I'd been searching You Tube for something different than my usual taste, when I found Alessandro Scarlatti's artistic exuberance! I do love the beginning of this piece! Having now heard this vignette, I wonder if anyone here knows of Alessandro's music, that they may suggest to me more of his divine music for my listening.


----------



## ArtMusic (Jan 5, 2013)

He was a great composer alright. Listening to his arias shows an Italian subtlety that was unique and ahead for its time, not until Handel came along when it came to writing opera arias.


----------



## clavichorder (May 2, 2011)

Alessandro is certainly underrated. I'm trying to think of something witty to say about that nude male model in the video though...


----------



## Giordano (Aug 10, 2014)

Sexualization is going equal opportunity. Is that a good thing?


----------



## Guest (Jan 10, 2015)

clavichorder said:


> Alessandro is certainly underrated. I'm trying to think of something witty to say about that nude male model in the video though...

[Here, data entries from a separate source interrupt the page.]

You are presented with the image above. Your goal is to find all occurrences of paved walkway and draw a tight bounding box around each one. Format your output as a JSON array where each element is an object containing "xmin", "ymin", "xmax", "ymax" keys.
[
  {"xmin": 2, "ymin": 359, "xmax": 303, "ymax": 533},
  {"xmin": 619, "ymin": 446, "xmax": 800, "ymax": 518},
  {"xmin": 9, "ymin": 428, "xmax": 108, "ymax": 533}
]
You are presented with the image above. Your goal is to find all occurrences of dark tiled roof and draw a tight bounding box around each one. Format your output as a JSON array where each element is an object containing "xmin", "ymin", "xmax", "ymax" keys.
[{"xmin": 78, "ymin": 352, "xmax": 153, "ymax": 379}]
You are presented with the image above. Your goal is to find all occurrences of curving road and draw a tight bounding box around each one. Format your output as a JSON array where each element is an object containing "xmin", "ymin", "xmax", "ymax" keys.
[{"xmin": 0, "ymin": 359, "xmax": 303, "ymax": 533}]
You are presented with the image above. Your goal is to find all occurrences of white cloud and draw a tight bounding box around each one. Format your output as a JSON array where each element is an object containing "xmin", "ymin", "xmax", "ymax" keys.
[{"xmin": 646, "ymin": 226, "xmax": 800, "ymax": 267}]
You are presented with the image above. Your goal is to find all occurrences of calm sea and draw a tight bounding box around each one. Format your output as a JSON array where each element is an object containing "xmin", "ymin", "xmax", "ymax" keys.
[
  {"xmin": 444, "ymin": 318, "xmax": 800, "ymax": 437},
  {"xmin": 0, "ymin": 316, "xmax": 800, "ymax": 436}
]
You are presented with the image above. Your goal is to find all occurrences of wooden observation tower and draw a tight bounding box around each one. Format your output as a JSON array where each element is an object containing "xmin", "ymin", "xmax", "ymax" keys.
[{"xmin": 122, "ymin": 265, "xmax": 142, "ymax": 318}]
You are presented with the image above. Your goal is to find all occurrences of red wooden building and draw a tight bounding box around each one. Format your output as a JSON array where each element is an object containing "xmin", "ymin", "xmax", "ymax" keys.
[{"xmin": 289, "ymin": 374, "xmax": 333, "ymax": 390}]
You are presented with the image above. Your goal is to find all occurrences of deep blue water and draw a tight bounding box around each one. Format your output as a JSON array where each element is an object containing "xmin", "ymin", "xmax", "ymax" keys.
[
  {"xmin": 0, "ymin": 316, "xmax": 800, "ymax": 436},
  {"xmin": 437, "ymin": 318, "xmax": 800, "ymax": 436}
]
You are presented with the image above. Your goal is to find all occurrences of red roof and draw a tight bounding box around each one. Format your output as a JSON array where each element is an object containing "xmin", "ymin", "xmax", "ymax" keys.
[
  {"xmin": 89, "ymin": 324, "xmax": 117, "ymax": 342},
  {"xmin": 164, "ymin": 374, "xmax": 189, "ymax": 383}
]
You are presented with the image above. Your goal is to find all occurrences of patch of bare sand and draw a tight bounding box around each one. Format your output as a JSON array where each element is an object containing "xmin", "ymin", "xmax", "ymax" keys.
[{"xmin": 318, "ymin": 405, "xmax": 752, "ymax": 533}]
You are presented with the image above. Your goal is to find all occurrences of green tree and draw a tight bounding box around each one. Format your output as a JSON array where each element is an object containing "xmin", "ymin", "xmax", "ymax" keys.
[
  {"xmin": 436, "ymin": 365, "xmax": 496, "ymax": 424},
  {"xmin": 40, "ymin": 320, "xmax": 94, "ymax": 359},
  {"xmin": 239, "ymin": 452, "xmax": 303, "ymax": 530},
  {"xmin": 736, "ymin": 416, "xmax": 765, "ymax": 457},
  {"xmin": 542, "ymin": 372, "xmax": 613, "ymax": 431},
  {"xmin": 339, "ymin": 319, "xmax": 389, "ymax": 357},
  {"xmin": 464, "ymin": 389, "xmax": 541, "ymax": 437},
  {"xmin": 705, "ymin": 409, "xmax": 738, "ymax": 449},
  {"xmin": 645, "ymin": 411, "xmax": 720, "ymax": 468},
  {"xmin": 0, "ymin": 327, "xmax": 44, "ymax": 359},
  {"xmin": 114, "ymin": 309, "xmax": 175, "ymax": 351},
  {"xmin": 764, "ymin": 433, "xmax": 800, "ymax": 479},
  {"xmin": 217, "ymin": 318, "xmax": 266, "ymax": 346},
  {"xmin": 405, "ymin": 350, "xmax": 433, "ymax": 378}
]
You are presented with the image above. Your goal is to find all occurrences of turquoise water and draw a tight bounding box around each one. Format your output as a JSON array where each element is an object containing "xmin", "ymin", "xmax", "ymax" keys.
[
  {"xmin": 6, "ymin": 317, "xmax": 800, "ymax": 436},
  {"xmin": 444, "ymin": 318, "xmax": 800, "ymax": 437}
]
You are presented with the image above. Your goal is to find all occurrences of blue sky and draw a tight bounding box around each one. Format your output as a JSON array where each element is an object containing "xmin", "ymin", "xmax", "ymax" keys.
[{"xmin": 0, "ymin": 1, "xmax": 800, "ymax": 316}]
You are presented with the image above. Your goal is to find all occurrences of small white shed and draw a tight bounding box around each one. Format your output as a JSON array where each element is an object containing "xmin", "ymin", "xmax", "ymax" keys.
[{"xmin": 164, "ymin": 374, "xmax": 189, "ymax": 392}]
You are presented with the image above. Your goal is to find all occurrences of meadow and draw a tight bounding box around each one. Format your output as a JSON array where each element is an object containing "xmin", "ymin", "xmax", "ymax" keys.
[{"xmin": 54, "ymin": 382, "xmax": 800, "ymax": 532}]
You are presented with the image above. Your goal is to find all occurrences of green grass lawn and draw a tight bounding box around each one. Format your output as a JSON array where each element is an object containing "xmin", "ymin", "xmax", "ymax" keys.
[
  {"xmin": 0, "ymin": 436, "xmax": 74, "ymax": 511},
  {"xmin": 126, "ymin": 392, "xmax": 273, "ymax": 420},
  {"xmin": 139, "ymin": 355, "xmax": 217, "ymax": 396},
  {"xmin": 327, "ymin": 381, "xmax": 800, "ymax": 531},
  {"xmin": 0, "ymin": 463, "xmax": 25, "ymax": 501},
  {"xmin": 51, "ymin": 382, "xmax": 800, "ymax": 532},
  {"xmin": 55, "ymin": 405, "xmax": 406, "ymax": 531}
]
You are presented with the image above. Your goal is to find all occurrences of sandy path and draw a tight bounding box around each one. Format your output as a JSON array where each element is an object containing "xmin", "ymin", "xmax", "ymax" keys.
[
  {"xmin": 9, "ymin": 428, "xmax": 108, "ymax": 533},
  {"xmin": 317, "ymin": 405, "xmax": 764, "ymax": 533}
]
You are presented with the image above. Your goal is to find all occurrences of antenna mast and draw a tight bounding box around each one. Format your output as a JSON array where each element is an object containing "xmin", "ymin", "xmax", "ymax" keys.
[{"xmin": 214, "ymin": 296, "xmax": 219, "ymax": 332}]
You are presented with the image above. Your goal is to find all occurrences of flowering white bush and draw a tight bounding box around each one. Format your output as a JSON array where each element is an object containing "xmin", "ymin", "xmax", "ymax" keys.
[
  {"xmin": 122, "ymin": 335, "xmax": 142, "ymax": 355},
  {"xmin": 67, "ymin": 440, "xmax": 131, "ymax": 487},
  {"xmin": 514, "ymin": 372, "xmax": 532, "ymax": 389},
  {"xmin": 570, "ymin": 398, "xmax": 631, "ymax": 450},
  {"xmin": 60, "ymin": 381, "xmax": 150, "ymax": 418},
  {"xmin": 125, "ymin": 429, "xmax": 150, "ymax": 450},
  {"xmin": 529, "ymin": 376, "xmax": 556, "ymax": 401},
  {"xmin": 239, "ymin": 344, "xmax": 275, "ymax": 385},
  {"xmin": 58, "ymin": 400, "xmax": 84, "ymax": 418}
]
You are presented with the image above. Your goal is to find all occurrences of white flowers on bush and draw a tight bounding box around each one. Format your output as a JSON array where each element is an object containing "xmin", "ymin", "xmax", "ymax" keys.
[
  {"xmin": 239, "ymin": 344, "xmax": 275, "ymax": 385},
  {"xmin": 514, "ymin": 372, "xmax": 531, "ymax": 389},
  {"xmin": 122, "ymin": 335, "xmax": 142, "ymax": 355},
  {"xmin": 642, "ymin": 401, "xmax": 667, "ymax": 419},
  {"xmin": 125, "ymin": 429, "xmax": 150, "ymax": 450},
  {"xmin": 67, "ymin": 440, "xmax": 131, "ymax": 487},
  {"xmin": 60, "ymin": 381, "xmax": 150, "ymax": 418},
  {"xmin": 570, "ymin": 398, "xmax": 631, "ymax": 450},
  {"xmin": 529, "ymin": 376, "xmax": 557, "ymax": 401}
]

Pubin' like a Cuban, my friend.


----------



## StlukesguildOhio (Dec 25, 2006)

Oh No! Are we witness to the birth of another sprawling thread concerning the excessive sexualization of ... MEN?... in classical music?

By the way... I love Alessandro Scarlatti.


----------



## Mandryka (Feb 22, 2013)

I only know the keyboard music. It's too exuberant for me, there's nothing else to it apart from exuberance, shallow. I can listen for about 15 minutes then I've had enough.


----------



## ArtMusic (Jan 5, 2013)

Mandryka said:


> I only know the keyboard music. It's too exuberant for me, there's nothing else to it apart from exuberance, shallow. I can listen for about 15 minutes then I've had enough.

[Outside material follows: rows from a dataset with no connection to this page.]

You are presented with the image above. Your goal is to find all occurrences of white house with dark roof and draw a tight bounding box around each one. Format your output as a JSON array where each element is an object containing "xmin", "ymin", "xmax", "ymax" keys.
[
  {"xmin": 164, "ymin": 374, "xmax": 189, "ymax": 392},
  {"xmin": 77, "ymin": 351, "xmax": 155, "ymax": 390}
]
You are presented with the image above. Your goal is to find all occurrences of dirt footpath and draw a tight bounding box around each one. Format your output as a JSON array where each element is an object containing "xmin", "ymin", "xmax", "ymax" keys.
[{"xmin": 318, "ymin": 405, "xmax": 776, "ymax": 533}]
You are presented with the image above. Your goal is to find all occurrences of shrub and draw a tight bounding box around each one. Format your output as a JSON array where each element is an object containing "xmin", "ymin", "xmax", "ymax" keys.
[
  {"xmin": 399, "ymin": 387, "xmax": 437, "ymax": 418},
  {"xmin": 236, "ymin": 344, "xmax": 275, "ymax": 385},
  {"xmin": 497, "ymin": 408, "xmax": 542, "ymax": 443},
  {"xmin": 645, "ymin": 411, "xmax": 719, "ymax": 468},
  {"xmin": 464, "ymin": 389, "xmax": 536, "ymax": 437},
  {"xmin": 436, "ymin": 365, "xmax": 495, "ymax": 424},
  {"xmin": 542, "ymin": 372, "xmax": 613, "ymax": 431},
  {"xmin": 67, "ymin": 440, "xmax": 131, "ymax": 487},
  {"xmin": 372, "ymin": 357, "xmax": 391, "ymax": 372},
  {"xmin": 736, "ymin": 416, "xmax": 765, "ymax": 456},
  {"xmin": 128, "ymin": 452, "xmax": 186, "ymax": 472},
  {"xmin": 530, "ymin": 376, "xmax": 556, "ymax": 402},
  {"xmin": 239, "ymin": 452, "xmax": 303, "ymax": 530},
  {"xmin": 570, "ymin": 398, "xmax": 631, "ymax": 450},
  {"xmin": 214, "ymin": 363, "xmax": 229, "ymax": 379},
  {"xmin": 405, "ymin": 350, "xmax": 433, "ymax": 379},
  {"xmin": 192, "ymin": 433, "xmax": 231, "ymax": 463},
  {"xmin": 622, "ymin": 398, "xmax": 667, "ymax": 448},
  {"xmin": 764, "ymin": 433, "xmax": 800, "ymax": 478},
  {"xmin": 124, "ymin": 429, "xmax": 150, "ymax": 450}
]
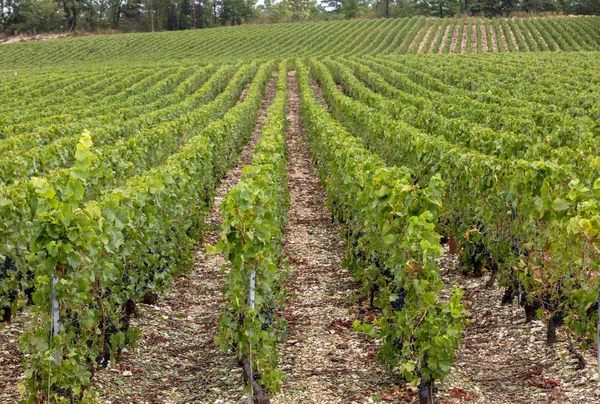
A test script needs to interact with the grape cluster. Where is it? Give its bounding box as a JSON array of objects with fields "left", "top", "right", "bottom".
[
  {"left": 54, "top": 387, "right": 73, "bottom": 402},
  {"left": 260, "top": 307, "right": 275, "bottom": 331},
  {"left": 390, "top": 288, "right": 406, "bottom": 311},
  {"left": 0, "top": 256, "right": 18, "bottom": 322}
]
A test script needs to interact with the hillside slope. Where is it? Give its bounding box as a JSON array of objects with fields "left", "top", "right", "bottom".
[{"left": 0, "top": 17, "right": 600, "bottom": 70}]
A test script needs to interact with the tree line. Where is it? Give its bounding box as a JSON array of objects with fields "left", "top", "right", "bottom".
[{"left": 0, "top": 0, "right": 600, "bottom": 35}]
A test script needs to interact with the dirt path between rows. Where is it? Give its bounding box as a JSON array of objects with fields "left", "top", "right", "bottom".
[
  {"left": 273, "top": 73, "right": 399, "bottom": 404},
  {"left": 490, "top": 23, "right": 499, "bottom": 53},
  {"left": 477, "top": 22, "right": 489, "bottom": 53},
  {"left": 417, "top": 26, "right": 433, "bottom": 53},
  {"left": 427, "top": 24, "right": 442, "bottom": 53},
  {"left": 449, "top": 24, "right": 459, "bottom": 53},
  {"left": 433, "top": 24, "right": 452, "bottom": 53},
  {"left": 92, "top": 77, "right": 277, "bottom": 404}
]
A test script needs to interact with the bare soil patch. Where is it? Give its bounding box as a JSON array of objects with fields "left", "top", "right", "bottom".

Much of classical music is about exuberance, richness, power and emotions. The richer, the better.


----------



## GioCar (Oct 30, 2013)

I'd recommend this little-heard oratorio, truly amazing:

*Davidis Pugna et Victoria*, oratorio for soli, chorus and orchestra.

here two excerpts:











A very good recording is this one, from the hyperion label:










Mandryka: maybe you are referring to his son Domenico...


----------



## Mandryka (Feb 22, 2013)

I was referring to this CD, Domenico is problematic in a different way









Generally I think Italian music just isn't my cup of tea, apart from Frescobaldi and Andrea Gabrieli.


----------



## PetrB (Feb 28, 2012)

clavichorder said:


> Alessandro is certainly underrated. I'm trying to think of something witty to say about that nude male model in the video though...


All I can think of is not witty, but that it was attached to the upload by a younger woman or man who is more than a little infatuated with....


----------